Mumbai, June 6: The Reserve Bank of India (RBI) on Friday slashed its benchmark repo rate by 50 basis points to 5.5%, delivering a surprise “jumbo” cut to support growth as inflation continues to ease. The move marks the third consecutive rate cut this year, bringing the total reduction to 100 basis points since February.
The Monetary Policy Committee (MPC) also lowered the cash reserve ratio (CRR) by 100 basis points to 3%, a move expected to inject ₹2.5 lakh crore into the banking system. The central bank simultaneously shifted its policy stance from “accommodative” to “neutral.”
“The decision is based on a comprehensive assessment of macroeconomic conditions,” said RBI Governor Sanjay Malhotra at the conclusion of the MPC’s three-day deliberations. “With inflation well below target and growth projections subdued, we have acted decisively to provide support to the economy.”
This is the sharpest policy easing since the pandemic-era 75-bps emergency rate cut in March 2020. The RBI also trimmed its inflation forecast for the fiscal year by 30 basis points to 3.7%, down from its earlier projection of 4%. Retail inflation fell to 3.16% in April, compared to 3.34% in March, staying comfortably below the RBI’s 4% threshold.
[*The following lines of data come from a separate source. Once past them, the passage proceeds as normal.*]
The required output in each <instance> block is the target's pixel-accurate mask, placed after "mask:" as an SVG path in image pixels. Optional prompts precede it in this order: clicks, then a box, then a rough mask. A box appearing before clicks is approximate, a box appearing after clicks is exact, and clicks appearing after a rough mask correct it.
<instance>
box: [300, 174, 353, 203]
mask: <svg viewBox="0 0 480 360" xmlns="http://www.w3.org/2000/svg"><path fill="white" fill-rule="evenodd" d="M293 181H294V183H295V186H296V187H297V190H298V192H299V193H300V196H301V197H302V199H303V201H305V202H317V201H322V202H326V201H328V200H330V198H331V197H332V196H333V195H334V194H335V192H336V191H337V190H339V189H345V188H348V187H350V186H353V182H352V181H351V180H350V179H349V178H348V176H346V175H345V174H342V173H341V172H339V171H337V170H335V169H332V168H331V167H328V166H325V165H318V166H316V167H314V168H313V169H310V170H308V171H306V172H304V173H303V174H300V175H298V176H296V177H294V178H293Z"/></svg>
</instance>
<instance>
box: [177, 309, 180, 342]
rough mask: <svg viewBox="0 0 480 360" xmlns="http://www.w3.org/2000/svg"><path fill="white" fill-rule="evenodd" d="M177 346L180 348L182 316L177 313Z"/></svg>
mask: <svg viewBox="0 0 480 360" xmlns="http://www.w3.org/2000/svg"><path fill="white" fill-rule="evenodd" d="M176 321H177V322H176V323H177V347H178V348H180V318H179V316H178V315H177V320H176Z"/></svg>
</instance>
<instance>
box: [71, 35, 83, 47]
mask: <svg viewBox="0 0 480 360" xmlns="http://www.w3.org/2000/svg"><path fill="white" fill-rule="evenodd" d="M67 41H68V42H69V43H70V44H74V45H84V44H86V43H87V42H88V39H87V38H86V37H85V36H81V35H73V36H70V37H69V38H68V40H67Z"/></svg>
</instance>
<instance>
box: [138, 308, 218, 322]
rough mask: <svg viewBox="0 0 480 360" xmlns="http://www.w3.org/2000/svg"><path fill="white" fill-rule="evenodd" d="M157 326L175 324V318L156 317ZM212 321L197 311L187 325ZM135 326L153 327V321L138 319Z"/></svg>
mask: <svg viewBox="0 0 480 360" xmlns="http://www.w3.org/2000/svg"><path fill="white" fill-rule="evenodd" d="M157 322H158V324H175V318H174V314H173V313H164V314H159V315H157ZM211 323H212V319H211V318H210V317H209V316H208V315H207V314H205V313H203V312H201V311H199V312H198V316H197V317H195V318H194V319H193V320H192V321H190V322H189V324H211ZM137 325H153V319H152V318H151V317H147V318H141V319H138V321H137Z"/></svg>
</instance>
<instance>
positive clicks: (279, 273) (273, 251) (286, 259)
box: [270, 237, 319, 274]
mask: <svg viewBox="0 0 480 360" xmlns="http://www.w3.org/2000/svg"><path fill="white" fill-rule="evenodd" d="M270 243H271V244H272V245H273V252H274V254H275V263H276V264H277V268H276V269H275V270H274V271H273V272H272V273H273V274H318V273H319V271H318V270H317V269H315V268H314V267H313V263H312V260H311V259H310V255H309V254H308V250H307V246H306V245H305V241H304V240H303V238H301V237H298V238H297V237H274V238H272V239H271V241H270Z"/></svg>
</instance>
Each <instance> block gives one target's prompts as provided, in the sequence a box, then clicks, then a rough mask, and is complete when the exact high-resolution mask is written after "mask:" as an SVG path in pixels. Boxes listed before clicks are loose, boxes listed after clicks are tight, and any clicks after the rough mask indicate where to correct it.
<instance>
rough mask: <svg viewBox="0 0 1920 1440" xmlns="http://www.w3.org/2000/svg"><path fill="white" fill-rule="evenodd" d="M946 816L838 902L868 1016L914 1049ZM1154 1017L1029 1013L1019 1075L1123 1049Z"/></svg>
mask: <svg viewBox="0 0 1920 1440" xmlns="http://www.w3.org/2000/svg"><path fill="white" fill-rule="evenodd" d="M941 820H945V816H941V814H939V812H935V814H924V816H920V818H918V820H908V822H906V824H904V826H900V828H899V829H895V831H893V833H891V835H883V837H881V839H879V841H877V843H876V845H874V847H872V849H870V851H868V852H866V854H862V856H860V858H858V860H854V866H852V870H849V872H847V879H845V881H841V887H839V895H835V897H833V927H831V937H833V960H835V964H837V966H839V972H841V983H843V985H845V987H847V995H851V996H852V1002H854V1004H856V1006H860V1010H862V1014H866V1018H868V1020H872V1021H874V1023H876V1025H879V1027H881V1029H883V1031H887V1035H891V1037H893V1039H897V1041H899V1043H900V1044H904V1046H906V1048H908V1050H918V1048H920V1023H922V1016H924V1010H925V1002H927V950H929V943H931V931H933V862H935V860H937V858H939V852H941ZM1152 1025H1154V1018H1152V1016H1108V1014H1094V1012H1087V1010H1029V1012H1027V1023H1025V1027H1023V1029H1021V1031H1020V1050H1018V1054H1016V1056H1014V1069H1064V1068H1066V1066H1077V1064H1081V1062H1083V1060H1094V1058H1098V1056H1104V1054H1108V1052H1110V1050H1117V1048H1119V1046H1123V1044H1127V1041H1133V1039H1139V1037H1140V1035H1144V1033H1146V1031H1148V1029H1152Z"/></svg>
With the repo rate now at 5.5%, the Standing Deposit Facility (SDF) rate has been adjusted to 5.25%, while the Marginal Standing Facility (MSF) rate and Bank Rate have been set at 5.75%.
The surprise magnitude of the rate cut lifted investor sentiment. The Nifty Bank index surged over 500 points from the day’s low after the policy announcement. A CNBC-TV18 poll had forecast a more modest 25-bps cut, citing subdued inflation and slowing GDP growth as key factors.
RBI’s easing cycle began in February with a 25 bps cut, followed by another in April. At that time, the central bank had signaled a pivot toward a more pro-growth stance amid waning inflationary pressures.
The next MPC meeting, originally scheduled for August 6–8, has been advanced to August 5–7 due to administrative exigencies. The aggressive policy action signals the RBI’s readiness to act ahead of the curve as it balances the dual mandate of price stability and economic growth in an increasingly uncertain global environment.